While the sport at the youth level is generally safe, concussions in hockey remain a growing concern at all levels.
“I don’t think we can hide from the fact that the risk of concussion is highest in football, hockey, lacrosse and soccer,” Stuart says.
“There’s a perception that there is an epidemic, and maybe there is, but there’s also merit to the fact that we’re better at recognizing and diagnosing concussions.”
With a renewed emphasis on concussion awareness, USA Hockey, under the direction of Stuart and Dr. Alan Ashare, chair of USA Hockey’s Safety & Protective Equipment Committee, has adopted a concussion management program.
“The important thing with a concussion is to recognize it and handle it,” Ashare says. “If a player is concussed [or suspected to have a concussion], they have to be taken out of the game or practice at that time.”
Education is of “critical importance” for coaches and parents in making the game safer, according to Stuart. Monitoring players’ exertion and knowing the basics of identifying concussions or any injury is something every coach should have a handle on as the first line of defense.
“There’s a culture of safety and that is based on education,” Stuart says. “Players, coaches and parents should all be educated in concussions and Heads Up, Don’t Duck (USA Hockey’s program to help prevent spinal cord injuries).

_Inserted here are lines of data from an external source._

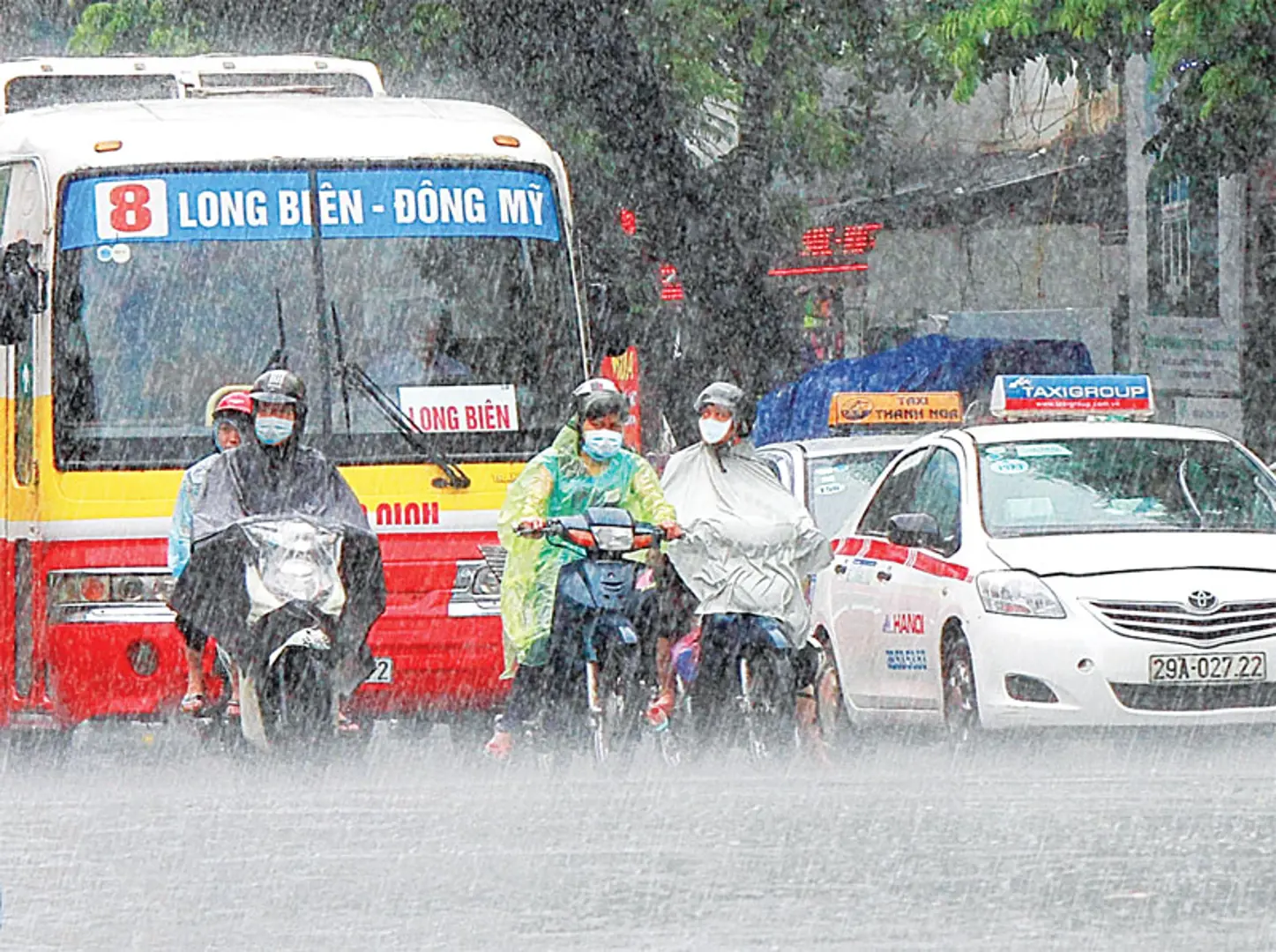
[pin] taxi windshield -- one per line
(1123, 485)
(839, 484)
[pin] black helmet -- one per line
(281, 385)
(596, 398)
(730, 398)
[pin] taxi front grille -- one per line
(1193, 697)
(1229, 621)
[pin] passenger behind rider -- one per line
(276, 473)
(586, 466)
(233, 421)
(750, 547)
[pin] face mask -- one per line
(601, 444)
(713, 432)
(271, 430)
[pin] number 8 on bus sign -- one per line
(131, 210)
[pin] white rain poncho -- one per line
(748, 543)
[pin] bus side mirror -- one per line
(19, 293)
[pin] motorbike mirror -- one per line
(913, 529)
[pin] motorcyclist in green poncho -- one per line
(586, 466)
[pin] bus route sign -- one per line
(370, 203)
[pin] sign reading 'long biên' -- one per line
(273, 205)
(463, 408)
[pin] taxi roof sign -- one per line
(893, 408)
(1038, 396)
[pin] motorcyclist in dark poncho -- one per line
(274, 473)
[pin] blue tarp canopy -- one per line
(799, 410)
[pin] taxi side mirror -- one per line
(913, 529)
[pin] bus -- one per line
(411, 259)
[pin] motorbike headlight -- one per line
(487, 584)
(296, 577)
(1017, 592)
(614, 539)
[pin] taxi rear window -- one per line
(1122, 485)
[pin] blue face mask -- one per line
(601, 444)
(271, 430)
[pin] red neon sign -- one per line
(670, 287)
(827, 240)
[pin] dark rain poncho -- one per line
(294, 480)
(254, 480)
(558, 482)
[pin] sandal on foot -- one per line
(500, 746)
(193, 703)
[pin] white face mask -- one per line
(713, 432)
(601, 444)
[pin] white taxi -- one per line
(1059, 570)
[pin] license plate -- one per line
(1199, 669)
(383, 672)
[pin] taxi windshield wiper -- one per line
(353, 374)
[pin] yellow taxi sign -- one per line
(910, 408)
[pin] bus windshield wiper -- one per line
(406, 427)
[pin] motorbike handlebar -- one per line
(556, 527)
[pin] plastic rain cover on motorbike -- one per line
(748, 543)
(212, 593)
(296, 561)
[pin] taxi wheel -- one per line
(961, 704)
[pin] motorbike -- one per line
(735, 688)
(291, 600)
(599, 592)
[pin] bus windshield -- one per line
(450, 287)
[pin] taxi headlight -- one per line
(1017, 593)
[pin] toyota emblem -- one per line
(1202, 601)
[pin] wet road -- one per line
(1079, 841)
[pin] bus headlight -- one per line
(1017, 592)
(108, 595)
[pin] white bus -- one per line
(410, 258)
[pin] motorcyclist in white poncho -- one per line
(750, 547)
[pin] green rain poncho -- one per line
(558, 482)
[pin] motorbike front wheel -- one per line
(297, 698)
(767, 702)
(616, 702)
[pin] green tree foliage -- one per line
(1215, 59)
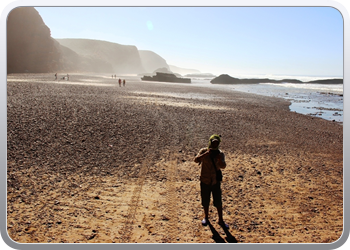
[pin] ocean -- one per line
(318, 100)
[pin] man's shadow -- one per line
(218, 239)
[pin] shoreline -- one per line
(115, 164)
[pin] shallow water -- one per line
(318, 100)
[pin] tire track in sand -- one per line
(171, 215)
(133, 205)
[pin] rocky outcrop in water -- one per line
(152, 61)
(165, 77)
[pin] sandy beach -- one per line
(91, 162)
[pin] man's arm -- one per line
(221, 161)
(201, 154)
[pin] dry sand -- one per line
(89, 161)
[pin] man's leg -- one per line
(205, 195)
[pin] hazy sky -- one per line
(234, 40)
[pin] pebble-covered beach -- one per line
(90, 161)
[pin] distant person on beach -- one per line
(211, 160)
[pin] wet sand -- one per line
(89, 161)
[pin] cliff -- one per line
(105, 57)
(30, 47)
(152, 61)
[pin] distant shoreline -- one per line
(226, 79)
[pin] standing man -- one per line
(211, 160)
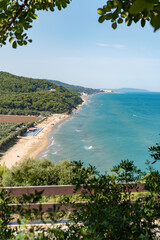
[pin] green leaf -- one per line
(100, 11)
(140, 5)
(11, 40)
(114, 25)
(143, 22)
(120, 20)
(14, 45)
(101, 19)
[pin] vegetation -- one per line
(38, 173)
(130, 11)
(26, 96)
(109, 213)
(77, 89)
(5, 129)
(10, 133)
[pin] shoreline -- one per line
(32, 146)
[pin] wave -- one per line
(88, 148)
(77, 130)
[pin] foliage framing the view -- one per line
(109, 213)
(128, 11)
(16, 17)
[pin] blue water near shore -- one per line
(111, 127)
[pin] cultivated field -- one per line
(18, 119)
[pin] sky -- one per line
(73, 47)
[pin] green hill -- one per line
(27, 96)
(75, 88)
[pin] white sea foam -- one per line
(55, 152)
(88, 148)
(51, 143)
(77, 130)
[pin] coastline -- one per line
(32, 146)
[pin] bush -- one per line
(37, 172)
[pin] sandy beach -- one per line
(32, 146)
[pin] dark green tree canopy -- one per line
(16, 17)
(128, 11)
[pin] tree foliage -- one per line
(109, 213)
(129, 11)
(35, 172)
(27, 96)
(16, 17)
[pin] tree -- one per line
(16, 17)
(130, 11)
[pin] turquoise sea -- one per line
(111, 127)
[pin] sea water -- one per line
(110, 128)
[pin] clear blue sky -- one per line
(71, 46)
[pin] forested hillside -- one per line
(75, 88)
(27, 96)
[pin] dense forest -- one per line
(77, 89)
(27, 96)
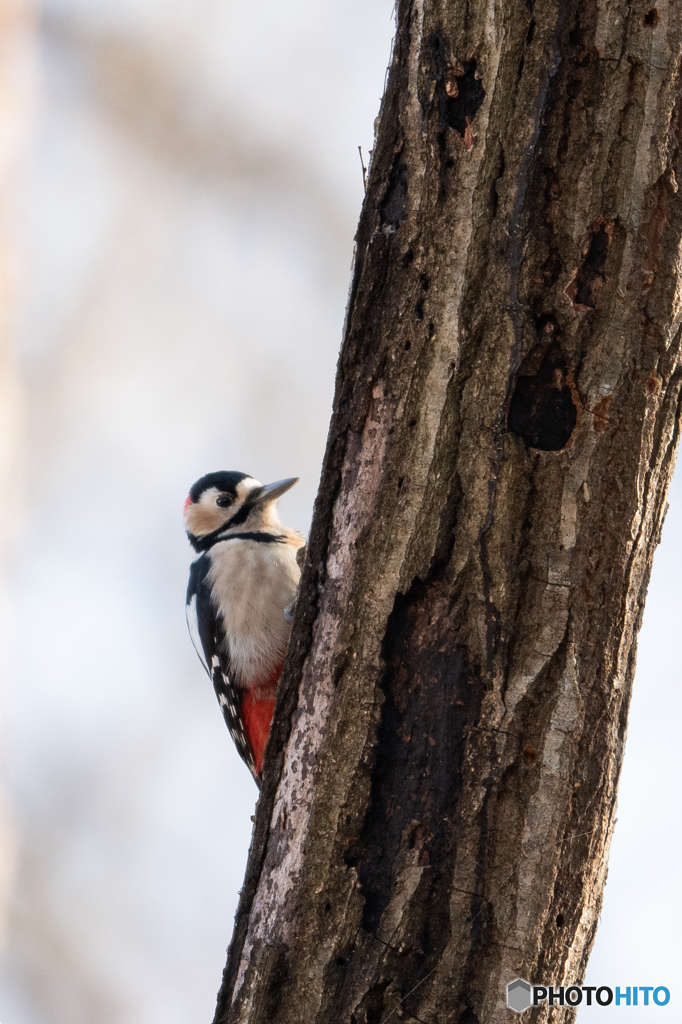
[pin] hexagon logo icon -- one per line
(518, 995)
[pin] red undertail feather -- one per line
(257, 710)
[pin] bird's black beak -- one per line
(270, 492)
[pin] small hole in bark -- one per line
(464, 97)
(529, 755)
(576, 34)
(589, 284)
(392, 205)
(542, 411)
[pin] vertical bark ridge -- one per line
(439, 800)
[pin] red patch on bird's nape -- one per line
(257, 711)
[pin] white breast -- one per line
(252, 584)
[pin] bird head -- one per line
(223, 501)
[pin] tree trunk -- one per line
(442, 771)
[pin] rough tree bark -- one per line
(437, 810)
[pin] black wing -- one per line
(208, 637)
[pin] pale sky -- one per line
(190, 196)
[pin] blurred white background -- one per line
(189, 192)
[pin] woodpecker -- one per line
(243, 584)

“Secondly, [for the players] it’s sportsmanship and mutual respect, which starts at home. We want to shape our athletes into responsible citizens who have a sense of sportsmanship and have respect for their opponents.”
Everyone involved in hockey has a role. If parents and coaches stay educated and vigilant and the players are given proper instruction, the sport will remain not only fun and competitive, but also safe.